If you have visited the Big Apple before, or simply find yourself uninterested in major tourist destinations, it might be time to get a different perspective of New York City.
Every city has its secrets, with some so well hidden that even the people who live there don’t know about them. These secrets make for interesting stories, memorable events, and different photos and souvenirs than the ones commonly displayed on social media. With that goal in mind, here are some unique things to see and do in New York City.
The Earth Room
The Earth Room is an art installation hidden in the trendy neighborhood of Soho. This second-floor room is home to a 22-inch layer of rich soil, spread over a 3,500 square-foot gallery style studio. It has been there since 1977 and weighs 280,000 lbs.
Curators regularly water the soil to maintain its damp, earthy appearance and aroma. To get into this art installation, you simply ring the buzzer to be let in. The best part? The Earth Room is a free exhibit.
The Broken Kilometer
Since you’re in the area, you might as well visit The Earth Room creator’s other art exhibit. In 1979, artist Walter de Maria followed up on his astounding 1977 exhibit by creating The Broken Kilometer. At 45-feet wide and 125-feet long, The Broken Kilometer consists of 500 polished brass cylinders placed in five parallel rows of 100.
This art piece is a tribute to De Maria’s Vertical Earth Kilometer installation in Germany, which was inserted one kilometer into the ground. Like The Earth Room, admission to this installation is free.
The High Line
The High Line is more than just a way to get from one point to another; it is an attraction in its own right. This walkway, constructed on an abandoned railroad track 30-feet in the air, spans from the Meatpacking District to Hell’s Kitchen. It offers beautiful views of the city from a different perspective than usual.
The High Line is landscaped with lively greenery, adding a wonderful natural element to the cityscape. If you plan on traveling by foot, consider walking through the High Line.
The Old Stone House
The Old Stone House is a great spot for history buffs hitting the Big Apple, especially if kids are along for the ride. This replica of an old Dutch Farmhouse is a lasting tribute to the Battle of Long Island in 1776. Now, it is a community icon, complete with a playground and farmers market.

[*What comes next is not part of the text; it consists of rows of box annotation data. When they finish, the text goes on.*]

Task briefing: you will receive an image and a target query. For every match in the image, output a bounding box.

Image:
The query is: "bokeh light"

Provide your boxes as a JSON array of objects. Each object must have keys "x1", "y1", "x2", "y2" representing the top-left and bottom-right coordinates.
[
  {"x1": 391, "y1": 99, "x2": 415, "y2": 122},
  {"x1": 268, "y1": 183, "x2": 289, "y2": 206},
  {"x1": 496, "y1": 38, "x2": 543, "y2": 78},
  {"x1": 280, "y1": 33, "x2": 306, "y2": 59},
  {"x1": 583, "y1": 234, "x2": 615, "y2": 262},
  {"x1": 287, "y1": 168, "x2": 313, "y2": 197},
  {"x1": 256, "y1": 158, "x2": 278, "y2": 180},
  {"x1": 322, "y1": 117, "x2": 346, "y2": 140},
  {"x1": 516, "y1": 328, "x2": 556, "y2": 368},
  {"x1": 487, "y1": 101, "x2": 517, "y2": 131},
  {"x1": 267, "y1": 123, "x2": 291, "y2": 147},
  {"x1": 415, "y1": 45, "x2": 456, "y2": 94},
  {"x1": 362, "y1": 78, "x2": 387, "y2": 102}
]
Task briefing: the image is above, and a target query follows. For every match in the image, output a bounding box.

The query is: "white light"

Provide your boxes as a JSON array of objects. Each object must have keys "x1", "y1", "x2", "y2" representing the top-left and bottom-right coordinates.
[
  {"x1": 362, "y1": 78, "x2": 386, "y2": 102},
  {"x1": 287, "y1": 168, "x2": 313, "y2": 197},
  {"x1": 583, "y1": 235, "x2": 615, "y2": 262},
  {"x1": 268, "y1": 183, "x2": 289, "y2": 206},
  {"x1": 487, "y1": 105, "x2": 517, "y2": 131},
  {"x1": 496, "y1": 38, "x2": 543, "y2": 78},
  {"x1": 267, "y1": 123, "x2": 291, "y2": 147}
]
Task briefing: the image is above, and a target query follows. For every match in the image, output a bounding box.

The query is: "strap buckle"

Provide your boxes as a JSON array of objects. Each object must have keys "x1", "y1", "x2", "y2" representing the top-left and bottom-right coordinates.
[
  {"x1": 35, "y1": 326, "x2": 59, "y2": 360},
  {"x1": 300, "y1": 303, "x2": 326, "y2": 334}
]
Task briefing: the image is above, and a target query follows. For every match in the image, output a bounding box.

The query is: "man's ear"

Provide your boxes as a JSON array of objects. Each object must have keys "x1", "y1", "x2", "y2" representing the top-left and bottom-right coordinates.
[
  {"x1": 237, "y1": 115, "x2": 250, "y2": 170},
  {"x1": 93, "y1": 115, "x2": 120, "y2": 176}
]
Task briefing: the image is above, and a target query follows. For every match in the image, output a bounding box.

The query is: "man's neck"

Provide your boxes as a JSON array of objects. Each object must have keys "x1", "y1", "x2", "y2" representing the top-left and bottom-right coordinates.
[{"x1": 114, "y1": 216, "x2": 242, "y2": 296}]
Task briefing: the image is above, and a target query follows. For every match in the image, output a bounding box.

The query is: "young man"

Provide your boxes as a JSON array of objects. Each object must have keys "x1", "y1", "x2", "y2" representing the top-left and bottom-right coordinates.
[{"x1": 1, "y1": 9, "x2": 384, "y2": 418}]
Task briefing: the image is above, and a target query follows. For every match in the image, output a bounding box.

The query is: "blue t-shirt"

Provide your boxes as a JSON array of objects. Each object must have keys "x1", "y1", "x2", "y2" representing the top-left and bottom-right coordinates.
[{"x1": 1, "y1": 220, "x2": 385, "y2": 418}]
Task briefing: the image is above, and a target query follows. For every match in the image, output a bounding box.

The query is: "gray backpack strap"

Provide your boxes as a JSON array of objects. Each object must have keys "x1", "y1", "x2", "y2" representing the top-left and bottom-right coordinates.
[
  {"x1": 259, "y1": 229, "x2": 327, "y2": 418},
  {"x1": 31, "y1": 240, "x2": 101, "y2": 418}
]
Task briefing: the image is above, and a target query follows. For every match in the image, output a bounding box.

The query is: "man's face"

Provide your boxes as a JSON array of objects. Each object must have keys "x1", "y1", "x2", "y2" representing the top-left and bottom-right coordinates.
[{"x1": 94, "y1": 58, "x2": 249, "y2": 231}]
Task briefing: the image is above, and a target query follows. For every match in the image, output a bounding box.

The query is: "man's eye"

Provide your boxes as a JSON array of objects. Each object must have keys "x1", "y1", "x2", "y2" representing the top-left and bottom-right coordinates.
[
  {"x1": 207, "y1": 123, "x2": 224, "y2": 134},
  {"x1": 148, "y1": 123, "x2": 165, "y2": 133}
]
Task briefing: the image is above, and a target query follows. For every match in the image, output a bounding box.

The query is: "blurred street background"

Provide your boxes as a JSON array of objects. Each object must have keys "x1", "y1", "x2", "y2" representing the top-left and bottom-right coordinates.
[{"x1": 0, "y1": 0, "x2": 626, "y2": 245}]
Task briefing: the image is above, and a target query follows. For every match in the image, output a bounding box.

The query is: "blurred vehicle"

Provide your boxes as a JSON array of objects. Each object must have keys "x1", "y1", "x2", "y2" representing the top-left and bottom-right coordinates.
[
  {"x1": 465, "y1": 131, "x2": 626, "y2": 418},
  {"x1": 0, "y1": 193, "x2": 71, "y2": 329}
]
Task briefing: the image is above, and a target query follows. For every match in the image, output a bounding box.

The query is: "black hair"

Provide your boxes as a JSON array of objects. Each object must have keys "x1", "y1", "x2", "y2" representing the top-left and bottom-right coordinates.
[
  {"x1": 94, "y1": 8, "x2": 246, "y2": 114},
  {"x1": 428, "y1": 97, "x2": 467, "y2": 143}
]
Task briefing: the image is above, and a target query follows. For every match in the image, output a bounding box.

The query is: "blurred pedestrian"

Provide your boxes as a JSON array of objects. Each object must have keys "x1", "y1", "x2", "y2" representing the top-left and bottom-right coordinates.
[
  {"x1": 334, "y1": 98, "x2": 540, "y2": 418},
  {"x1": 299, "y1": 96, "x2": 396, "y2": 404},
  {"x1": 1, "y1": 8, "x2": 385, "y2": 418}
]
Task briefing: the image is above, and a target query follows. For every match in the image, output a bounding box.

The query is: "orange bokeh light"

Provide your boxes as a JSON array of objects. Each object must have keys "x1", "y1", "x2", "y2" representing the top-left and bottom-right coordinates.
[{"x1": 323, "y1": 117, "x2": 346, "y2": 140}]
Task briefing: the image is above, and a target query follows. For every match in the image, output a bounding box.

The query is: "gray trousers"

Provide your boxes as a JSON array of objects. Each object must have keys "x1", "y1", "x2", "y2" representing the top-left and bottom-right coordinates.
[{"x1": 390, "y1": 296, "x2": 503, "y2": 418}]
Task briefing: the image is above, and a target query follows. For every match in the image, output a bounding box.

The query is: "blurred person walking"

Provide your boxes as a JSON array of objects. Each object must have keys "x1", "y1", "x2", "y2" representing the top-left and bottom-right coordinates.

Entry is by donation and grants you access to local art displays, interactive tours, and various special events.
Another must-see spot for history buffs is Pier 54. This pier is shrouded in mystery and infamy due to its dark history. This is the spot where the Titanic was supposed to dock after its maiden voyage. It is also the pier from which the ill-fated Lusitania departed during World War One.
Pier 54 is now nothing more than a dilapidated gate. Recent attempts to purchase and develop the land have been met with strange setbacks and failures. This mysterious little spot is conveniently close to the High Line, should you wish to stop by.
In its past life, the Sphere once stood proudly in the World Trade Center. Despite experiencing extensive damage on that terrible day, the sculpture remained structurally intact. In doing so, it became a symbol of tenacity and hope.
The Sphere was temporarily moved to Battery Park and has since been relocated to Liberty Park where it will stay. This once piece of art and now monument is close to the 9/11 memorial site, both of which are worth visiting if you are sightseeing in Manhattan.
New York City is filled with secret art attractions and whispers of the past. What adventures will you stumble upon?